ICTR in the News: Study Identifies Molecular Signal for Maintaining Adult Neurons
Posted by: Alexander Ward on: January 24, 2017 | Print This Page
The following article profiles work performed by ICTR researcher Rejji Kuruvilla, an associate professor in the Department of Biology.
Johns Hopkins biologist leads work on nerve structures linked to learning and memory
Humans and other vertebrates depend on a portion of the brain called the hippocampus for learning, memory, and their sense of location. Nerve cell structures in the adult hippocampus are sustained by factors whose identities have remained largely mysterious so far.
Now, research led by a Johns Hopkins University biologist sheds light on the subject, potentially pointing the way to a better understanding of how the structure of nerve cells in the adult hippocampus may deteriorate, which can lead to Alzheimer’s disease and other neurological disorders.
“It’s literally a black box,” said Rejji Kuruvilla, an associate professor in the Department of Biology who led the research team, referring to the biochemical signaling systems that support the neurons in the adult brain. “To get a handle on repairing the adult brain you first need to know what those signals are.”
In a paper that appears in the Proceedings of the National Academy of Sciences, Kuruvilla and eight other scientists from two research institutions report on results showing that a particular protein that has primarily been studied for its role in early animal development plays a surprising role in maintaining the structure of hippocampal neurons in adult mice. Chih-Ming Chen, a graduate student from Kuruvilla’s laboratory, was the lead author on the study.
WHEN THE PROTEIN WAS REINTRODUCED AFTER THE DENDRITES HAD STARTED TO DETERIORATE IN AGED MICE, THE NERVE CELL STRUCTURES WERE RESTORED—TO A DEGREE THE SCIENTISTS DID NOT EXPECT.
Also taking part in the work were scientists from the Scripps Research Institute Florida, and the Department of Neuroscience at Johns Hopkins University School of Medicine.
The team studied a protein called Wnt5a, which belongs to a family of proteins that have been primarily studied for their functions during embryonic development and in nurturing neurons as the young brain forms. Using mice genetically altered to remove Wnt5a from the hippocampus, the team showed that the protein’s absence did not affect hippocampus development in young mice, but instead resulted in striking degradation of specific nerve cell structures called dendrites, which resemble clusters of tree branches, in adult mice. These findings suggest that the protein plays an important role in maintaining dendrite structures as the mouse ages.

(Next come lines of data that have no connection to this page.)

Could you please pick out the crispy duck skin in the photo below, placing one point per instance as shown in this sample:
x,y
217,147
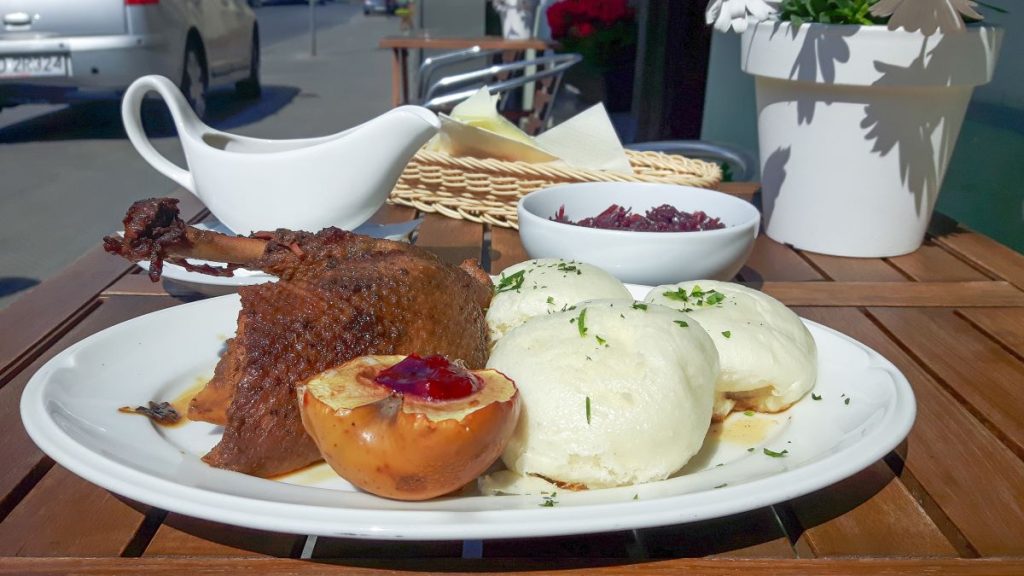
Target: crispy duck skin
x,y
341,295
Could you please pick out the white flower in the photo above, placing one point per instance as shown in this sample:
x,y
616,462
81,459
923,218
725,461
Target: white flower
x,y
733,13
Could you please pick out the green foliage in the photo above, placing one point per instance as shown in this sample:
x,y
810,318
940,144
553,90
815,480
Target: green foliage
x,y
828,11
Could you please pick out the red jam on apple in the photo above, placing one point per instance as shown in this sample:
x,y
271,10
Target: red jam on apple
x,y
409,427
432,377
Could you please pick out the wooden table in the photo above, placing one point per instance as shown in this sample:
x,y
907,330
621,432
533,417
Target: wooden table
x,y
950,499
400,45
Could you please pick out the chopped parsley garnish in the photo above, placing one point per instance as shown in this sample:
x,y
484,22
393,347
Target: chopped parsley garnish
x,y
714,298
582,323
562,266
679,294
696,296
512,282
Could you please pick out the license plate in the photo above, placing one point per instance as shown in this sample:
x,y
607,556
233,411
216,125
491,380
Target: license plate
x,y
34,66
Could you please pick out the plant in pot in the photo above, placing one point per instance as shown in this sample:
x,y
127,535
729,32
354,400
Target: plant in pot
x,y
859,107
604,33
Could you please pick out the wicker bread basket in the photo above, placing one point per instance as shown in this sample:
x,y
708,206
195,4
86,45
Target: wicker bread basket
x,y
486,191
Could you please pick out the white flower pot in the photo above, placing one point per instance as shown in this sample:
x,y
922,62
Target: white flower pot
x,y
856,127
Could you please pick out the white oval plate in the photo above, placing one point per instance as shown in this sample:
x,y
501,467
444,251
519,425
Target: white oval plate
x,y
70,409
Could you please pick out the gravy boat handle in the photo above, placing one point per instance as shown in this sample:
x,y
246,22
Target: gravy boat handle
x,y
184,120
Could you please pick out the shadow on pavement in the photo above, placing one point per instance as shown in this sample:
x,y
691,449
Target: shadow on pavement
x,y
14,284
101,120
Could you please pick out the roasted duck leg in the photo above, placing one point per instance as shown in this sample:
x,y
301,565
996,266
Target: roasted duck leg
x,y
340,295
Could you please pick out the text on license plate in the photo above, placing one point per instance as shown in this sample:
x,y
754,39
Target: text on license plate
x,y
34,66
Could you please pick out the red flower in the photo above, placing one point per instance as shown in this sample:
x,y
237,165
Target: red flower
x,y
585,29
557,19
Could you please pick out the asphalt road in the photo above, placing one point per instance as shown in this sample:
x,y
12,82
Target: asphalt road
x,y
69,173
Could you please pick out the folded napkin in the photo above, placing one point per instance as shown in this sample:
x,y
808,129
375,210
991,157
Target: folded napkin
x,y
475,128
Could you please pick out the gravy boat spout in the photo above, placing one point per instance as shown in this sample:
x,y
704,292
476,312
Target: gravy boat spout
x,y
253,184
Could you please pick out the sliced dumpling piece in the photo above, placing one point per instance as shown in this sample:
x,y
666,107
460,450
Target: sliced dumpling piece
x,y
613,393
545,286
768,358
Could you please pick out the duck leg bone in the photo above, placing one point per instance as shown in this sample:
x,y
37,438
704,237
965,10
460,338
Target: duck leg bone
x,y
155,233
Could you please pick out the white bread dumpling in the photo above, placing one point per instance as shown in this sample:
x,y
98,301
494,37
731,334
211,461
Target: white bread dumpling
x,y
768,358
613,393
544,286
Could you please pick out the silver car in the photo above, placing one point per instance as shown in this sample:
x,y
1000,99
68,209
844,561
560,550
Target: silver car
x,y
68,50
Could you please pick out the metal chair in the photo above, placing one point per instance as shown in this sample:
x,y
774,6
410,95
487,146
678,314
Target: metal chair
x,y
543,73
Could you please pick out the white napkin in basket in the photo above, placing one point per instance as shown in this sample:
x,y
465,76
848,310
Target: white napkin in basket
x,y
475,128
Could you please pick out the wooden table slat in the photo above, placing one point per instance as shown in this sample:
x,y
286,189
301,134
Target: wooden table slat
x,y
924,294
855,270
754,534
65,516
963,466
451,239
773,261
506,249
986,254
184,536
18,454
933,262
953,350
870,513
43,310
1003,325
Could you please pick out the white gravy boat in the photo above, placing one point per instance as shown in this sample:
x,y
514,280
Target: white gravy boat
x,y
253,184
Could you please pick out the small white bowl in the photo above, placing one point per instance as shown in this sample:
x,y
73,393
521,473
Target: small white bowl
x,y
640,257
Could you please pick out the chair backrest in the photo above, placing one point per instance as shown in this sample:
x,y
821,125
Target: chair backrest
x,y
432,66
544,73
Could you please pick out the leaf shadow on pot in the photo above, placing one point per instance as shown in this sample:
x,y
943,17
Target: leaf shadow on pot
x,y
923,134
772,177
821,50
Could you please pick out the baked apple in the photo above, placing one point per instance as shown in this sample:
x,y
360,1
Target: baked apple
x,y
409,427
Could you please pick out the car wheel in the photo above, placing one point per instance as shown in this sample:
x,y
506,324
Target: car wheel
x,y
195,79
250,87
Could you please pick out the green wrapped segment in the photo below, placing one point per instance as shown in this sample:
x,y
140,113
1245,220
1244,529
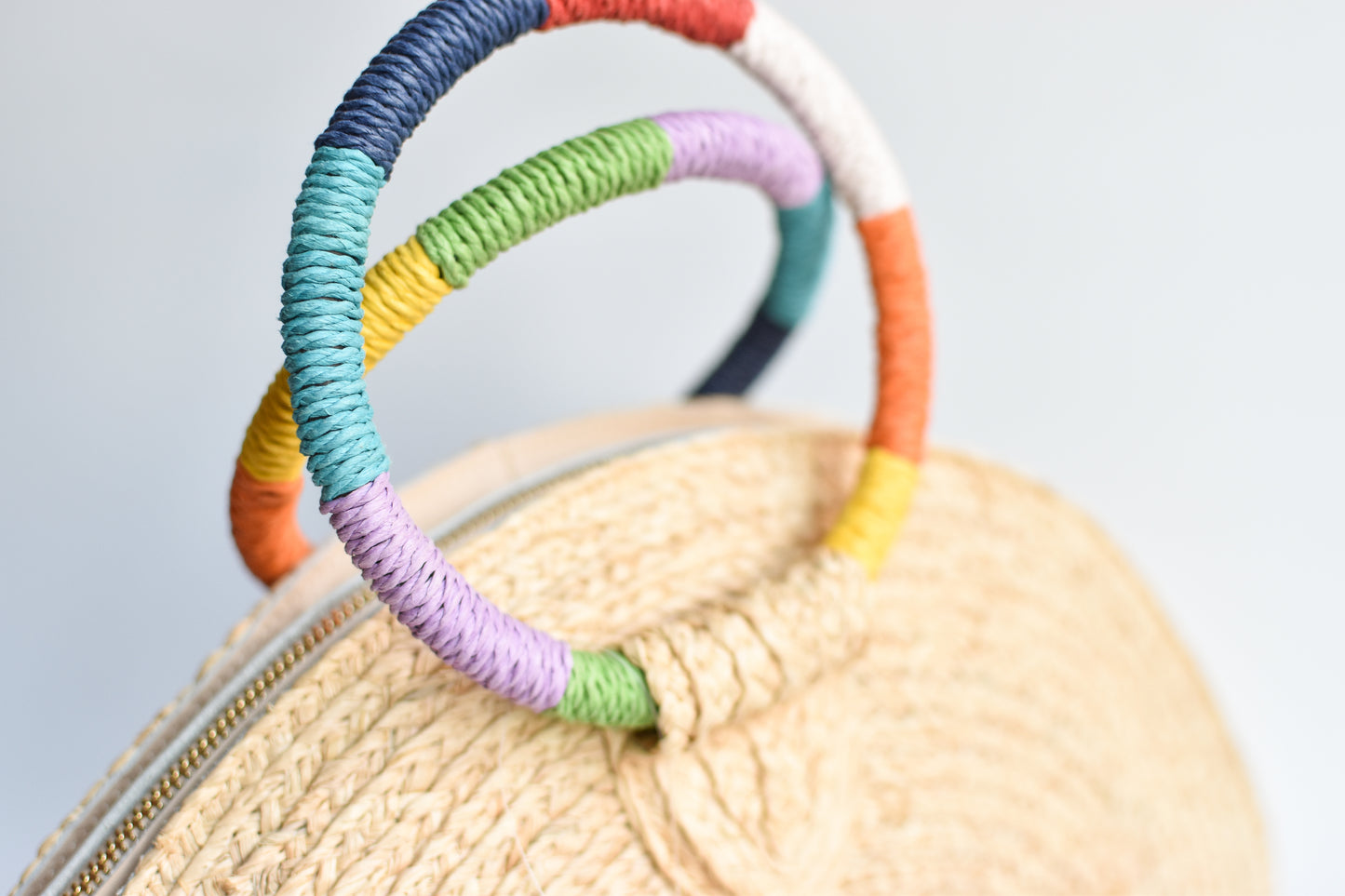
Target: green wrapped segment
x,y
549,187
610,690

The team went further by showing that when the Wnt5a protein was reintroduced after the dendrites had started to deteriorate in aged mice, the nerve cell structures were restored—to a degree the scientists did not expect.

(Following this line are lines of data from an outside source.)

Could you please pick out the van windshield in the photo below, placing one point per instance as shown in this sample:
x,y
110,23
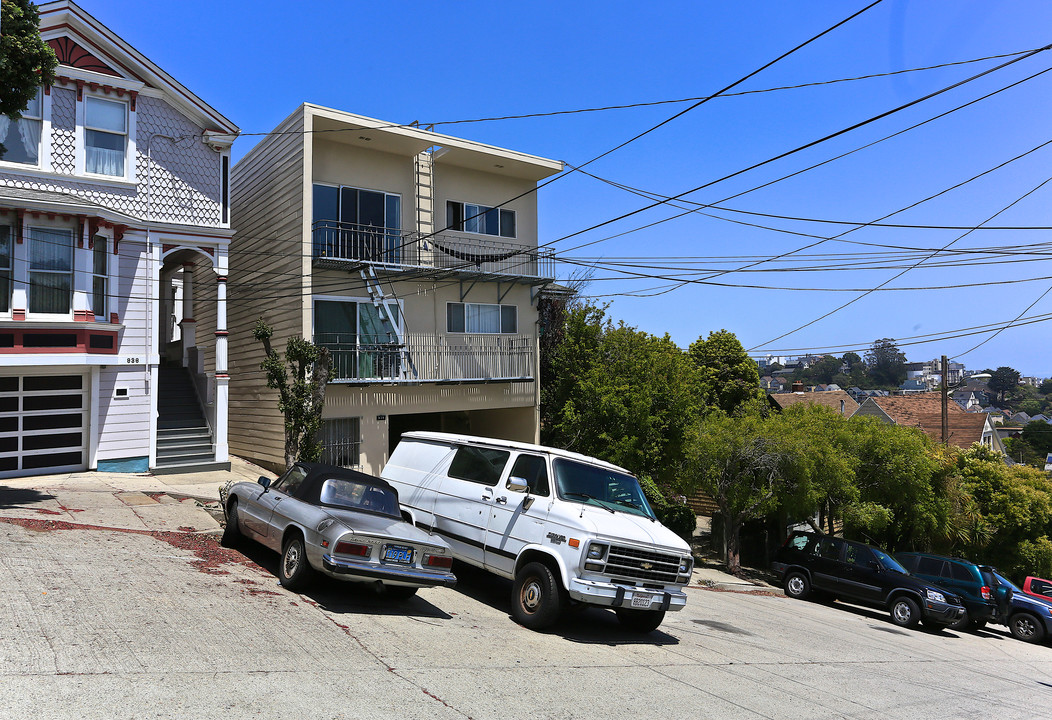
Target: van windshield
x,y
591,485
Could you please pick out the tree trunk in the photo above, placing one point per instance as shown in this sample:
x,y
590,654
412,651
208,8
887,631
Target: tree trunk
x,y
732,541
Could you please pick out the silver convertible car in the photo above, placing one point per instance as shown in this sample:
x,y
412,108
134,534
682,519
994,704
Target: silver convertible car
x,y
340,522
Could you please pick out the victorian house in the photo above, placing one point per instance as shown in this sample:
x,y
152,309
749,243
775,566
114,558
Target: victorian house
x,y
413,257
114,215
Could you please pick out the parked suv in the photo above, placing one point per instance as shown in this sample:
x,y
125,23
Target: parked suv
x,y
961,577
862,574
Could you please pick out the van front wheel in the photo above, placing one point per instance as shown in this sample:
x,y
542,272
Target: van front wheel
x,y
537,600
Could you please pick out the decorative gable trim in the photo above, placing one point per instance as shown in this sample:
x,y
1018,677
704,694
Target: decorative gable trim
x,y
68,53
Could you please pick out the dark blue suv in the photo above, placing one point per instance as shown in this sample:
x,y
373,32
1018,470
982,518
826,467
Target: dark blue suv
x,y
862,574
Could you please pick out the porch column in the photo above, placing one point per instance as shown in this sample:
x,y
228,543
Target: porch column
x,y
187,324
222,377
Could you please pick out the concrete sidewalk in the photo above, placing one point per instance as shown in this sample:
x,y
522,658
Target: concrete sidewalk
x,y
125,500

“I was surprised at the scale of growth we saw in the adult brain,” Kuruvilla said. The nervous system is thought to be dormant in growth in adults, she said.

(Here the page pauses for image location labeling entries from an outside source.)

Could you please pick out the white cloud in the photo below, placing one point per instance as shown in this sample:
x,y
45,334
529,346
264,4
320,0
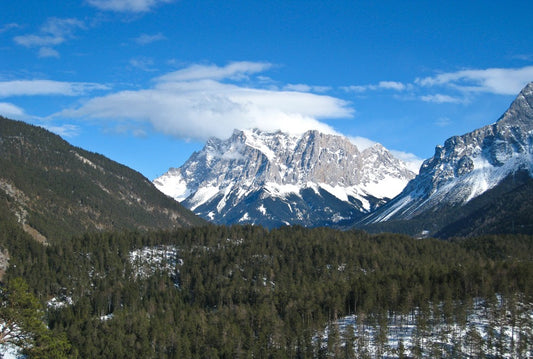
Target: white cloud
x,y
440,98
306,88
362,143
234,71
443,122
8,109
48,52
8,27
391,85
145,64
47,87
498,81
195,102
413,161
145,39
134,6
354,88
382,85
54,32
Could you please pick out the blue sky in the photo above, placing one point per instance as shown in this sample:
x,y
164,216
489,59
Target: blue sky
x,y
146,82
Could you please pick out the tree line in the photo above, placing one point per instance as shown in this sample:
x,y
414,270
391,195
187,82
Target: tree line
x,y
244,291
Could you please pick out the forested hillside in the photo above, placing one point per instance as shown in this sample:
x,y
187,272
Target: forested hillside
x,y
56,190
233,292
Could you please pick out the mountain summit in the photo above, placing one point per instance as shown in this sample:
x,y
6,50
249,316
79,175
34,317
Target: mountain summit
x,y
468,167
275,179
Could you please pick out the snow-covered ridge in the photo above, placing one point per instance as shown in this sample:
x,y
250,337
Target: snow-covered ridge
x,y
274,166
469,165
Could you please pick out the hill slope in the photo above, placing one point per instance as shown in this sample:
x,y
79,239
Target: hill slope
x,y
275,179
55,190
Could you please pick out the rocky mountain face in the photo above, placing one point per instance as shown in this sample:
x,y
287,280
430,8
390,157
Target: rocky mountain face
x,y
54,190
467,167
276,179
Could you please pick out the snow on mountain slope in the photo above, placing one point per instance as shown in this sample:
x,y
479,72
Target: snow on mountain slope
x,y
469,165
276,178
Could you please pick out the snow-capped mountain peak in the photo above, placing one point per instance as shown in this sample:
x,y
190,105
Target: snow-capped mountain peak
x,y
469,165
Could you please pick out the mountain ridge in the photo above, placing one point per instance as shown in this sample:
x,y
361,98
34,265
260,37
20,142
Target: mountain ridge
x,y
467,166
273,178
55,190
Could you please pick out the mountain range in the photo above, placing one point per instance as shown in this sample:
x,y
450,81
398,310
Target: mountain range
x,y
480,182
274,179
475,183
55,190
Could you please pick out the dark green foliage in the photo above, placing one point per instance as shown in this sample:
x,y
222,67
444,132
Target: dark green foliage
x,y
60,190
249,292
22,319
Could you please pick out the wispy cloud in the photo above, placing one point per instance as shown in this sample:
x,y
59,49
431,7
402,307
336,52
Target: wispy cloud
x,y
47,87
131,6
498,81
362,143
144,64
306,88
413,161
8,27
48,52
201,101
66,130
8,109
234,71
382,85
145,39
54,32
440,98
443,122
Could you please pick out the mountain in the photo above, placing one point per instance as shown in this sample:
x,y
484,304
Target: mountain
x,y
472,182
275,179
55,190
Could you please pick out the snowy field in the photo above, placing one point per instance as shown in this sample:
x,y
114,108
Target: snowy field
x,y
500,329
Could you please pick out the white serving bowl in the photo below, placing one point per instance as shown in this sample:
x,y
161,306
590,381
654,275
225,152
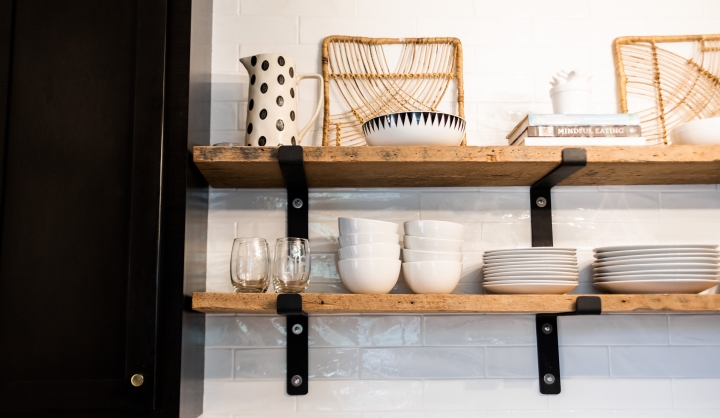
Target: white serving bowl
x,y
433,244
415,128
434,229
697,132
362,239
349,226
432,276
369,275
410,256
378,251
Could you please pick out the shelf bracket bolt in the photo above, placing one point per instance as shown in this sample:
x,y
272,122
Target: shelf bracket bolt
x,y
549,379
137,380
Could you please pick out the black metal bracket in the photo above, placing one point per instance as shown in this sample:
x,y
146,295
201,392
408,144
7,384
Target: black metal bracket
x,y
573,159
293,171
547,342
290,305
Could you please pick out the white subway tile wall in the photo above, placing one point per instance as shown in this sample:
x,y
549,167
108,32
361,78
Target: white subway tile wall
x,y
464,366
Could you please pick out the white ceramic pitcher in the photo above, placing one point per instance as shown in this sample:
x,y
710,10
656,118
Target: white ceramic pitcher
x,y
272,101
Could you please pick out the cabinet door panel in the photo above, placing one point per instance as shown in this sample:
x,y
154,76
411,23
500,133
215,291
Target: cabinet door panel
x,y
80,220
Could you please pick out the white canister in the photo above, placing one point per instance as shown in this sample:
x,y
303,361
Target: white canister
x,y
272,101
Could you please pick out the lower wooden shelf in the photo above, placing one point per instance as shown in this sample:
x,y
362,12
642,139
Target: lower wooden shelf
x,y
326,303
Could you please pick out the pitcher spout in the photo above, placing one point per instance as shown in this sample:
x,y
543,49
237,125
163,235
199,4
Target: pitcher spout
x,y
247,62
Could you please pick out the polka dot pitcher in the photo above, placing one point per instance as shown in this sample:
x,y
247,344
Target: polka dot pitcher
x,y
272,101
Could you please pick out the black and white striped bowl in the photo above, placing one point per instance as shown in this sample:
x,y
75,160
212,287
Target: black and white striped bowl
x,y
418,128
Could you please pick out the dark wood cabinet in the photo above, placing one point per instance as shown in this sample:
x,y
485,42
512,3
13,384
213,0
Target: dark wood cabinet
x,y
102,214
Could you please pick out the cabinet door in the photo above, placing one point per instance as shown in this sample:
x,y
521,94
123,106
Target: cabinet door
x,y
80,214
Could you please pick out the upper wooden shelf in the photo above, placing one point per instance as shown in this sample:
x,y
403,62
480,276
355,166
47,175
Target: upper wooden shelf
x,y
320,303
254,167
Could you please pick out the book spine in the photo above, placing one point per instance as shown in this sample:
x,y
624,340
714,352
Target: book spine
x,y
610,131
583,120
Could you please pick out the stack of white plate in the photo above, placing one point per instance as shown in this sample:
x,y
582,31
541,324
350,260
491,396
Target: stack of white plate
x,y
432,255
656,268
537,270
369,255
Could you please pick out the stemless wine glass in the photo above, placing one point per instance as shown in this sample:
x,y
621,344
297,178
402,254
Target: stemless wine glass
x,y
249,265
291,265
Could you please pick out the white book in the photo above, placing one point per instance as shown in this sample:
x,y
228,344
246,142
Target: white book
x,y
581,141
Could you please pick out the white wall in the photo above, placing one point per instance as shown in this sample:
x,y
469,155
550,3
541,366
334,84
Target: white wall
x,y
462,366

The team also tested the ability of mice lacking Wnt5a in the hippocampus to perform learning and memory tasks. Behavior tests were run in a Morris Water Maze designed to show how well mice use spatial cues to navigate in a water pool, and how long it takes them to learn the location of a hidden platform that they can then use to escape from the water. They found that mutant mice—those without Wnt5a—were poor learners and had attenuated memory and their performance in behavioral tasks became progressively worse with age.
“Together, the findings from the Morris Water Maze test support an essential role for Wnt5a in the acquisition of spatial learning and memory storage in adult animals,” the authors wrote.
In the brain, the hippocampus is the seat of short and long-term memory and also governs spatial orientation. Studies in humans have shown that the brains of people suffering with Alzheimer’s disease have structural alterations in dendrites, with changes particularly striking in the hippocampus.
Kuruvilla said the experiments suggest avenues for further research on what may cause shrinkage of dendrites during neurological disorders. However, she emphasized that it is premature to extrapolate these results in mice to humans.
While Kuruvilla was careful not to overstate the significance of the findings or how they may apply to cognitive disorders in humans, she said the results at least bring attention to the significance of studying molecular signals that maintain neurons in the adult brain. Compared to the wealth of information on signals that help in formation of neuronal connections in the developing brain, we know far less of how brain structure is sustained in adult life, she said.